Daß nämlich die Bundesrepublik Deutschland absehbar ihr CO2-Reduktionsziel von 40% bis 2020 im Vergleich zu 1990 weit verfehlen wird

Daß AUCH deshalb das errechnete „CO2-Budget“, das für eine Begrenzung des globalen Temperaturanstieges auf 1,5% für die nächsten 10 Jahre der Welt noch „zur Verfügung steht“ schon 2020 verbraucht sein wird – und das heißt der Untergang von Inselstaaten wie Tuvalu und weiten Teilen von Küstenstaaten wie Bangla Desch nicht mehr aufzuhalten sein wird.

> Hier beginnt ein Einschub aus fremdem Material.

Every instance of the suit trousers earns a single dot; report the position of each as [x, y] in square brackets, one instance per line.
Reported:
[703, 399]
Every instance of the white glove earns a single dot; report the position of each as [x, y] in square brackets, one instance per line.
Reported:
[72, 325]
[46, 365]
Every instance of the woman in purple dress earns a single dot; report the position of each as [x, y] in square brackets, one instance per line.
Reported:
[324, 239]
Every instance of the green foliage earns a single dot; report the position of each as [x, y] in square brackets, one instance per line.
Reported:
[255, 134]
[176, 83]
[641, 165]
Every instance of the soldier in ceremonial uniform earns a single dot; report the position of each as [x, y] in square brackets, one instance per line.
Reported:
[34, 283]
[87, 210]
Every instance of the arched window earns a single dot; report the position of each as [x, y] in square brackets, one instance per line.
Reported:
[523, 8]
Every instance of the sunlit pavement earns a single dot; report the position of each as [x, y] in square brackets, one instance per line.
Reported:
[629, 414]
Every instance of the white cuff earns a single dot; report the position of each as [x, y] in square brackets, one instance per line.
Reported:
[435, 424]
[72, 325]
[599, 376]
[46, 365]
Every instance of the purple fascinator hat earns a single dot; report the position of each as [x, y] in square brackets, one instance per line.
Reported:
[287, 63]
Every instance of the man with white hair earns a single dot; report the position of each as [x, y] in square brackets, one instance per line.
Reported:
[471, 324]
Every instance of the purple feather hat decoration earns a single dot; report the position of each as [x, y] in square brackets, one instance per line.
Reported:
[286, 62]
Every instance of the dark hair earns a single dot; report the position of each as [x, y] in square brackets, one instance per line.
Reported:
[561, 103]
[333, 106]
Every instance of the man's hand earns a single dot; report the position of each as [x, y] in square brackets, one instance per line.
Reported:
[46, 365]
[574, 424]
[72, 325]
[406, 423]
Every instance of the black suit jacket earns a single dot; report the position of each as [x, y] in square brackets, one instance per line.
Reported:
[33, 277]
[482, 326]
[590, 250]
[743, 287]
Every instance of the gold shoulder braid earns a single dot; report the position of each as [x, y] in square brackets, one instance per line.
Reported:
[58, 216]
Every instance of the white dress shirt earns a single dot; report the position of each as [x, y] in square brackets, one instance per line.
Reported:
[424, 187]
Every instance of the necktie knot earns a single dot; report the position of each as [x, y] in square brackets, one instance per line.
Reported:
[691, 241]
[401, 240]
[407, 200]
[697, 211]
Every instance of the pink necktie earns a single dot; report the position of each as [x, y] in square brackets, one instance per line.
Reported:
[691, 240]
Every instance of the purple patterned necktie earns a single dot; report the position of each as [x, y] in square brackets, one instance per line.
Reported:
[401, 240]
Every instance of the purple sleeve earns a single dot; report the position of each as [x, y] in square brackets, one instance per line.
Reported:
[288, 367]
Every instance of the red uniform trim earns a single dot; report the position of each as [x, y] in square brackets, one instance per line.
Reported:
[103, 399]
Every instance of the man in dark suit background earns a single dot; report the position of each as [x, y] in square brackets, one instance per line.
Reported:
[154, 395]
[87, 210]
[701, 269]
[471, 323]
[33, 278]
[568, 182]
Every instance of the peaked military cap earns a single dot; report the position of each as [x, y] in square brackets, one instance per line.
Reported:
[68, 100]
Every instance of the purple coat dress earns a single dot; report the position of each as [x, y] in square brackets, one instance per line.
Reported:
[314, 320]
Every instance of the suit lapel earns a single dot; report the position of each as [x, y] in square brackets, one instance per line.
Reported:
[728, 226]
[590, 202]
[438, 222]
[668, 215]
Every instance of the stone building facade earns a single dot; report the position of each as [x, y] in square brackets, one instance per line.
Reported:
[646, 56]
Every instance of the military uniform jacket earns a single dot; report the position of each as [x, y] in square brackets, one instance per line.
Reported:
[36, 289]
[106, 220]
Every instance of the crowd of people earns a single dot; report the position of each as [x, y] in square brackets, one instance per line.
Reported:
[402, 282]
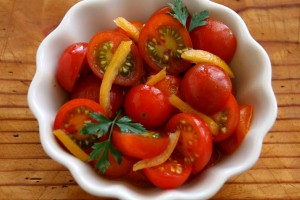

Dass der selbsternannte „Vorreiter“ der Energiewende: Deutschland in Wirklichkeit „Spitzenreiter“ in der Förderung und dem Verfeuern von Braunkohle ist, dem schlechtesten der klimaschädlichen fossilen Energieträger – Spitzenreiter noch vor China, das immer gerne als Oberumweltsünder angeprangert wird. Dabei wissen alle, die sich damit beschäftigen, dass 50% der als „Reserven“ bezeichneten bekannten Vorkommen von Erdgas, 2/3 des Erdöls und 80% der Kohle im Boden bleiben müssen, wenn die Klimaziele erreicht werden sollen!
Daß durch die neue Version des EEG durch die sog. Große Koalition der Ausbau der erneuerbaren Energien in Deutschland bereits meßbar abgebremst wird und die unbedingt erforderlichen Entscheidungen über die Architektur der Stromverteilungsnetze für die erneuerbaren Energien immer noch nicht gefallen sind, obwohl diese inzwischen 35% des Energiebedarfes abdecken

Daß für den dringend notwendigen Umbau des Güter- und Personenverkehrs von E-Mobilität schwadroniert wird und dabei die Illusion erzeugt, es könnten „einfach“ statt zig Millionen Benzin- und Dieselautos elektrische fahren und ansonsten alles so weiter gehen wie bisher, man stolz E-Prototypen präsentiert, die Dank Riesenbatterien in 4 sec von 0 auf 100 beschleunigen können – als ob der Erhalt solcher „Lebensqualitäten“ das Entscheidende wäre.
Dass die durch fehlgeleitete Subventionen gepamperte industrielle Landwirtschaft nicht nur schlechte Nahrungsmittel-Qualität liefert, sondern auch ihren erheblichen Teil zur Erdüberhitzung beiträgt – (von den katastrophalen Folgen auf die Insekten- und Vogelwelt wird jetzt immerhin gesprochen – jetzt wo ich die Auswirkungen schon in unserem Stadtgarten hier in der Uhlandstraße beobachten kann und in China Obstbäume inzwischen von Menschenhand bestäubt werden müssen!)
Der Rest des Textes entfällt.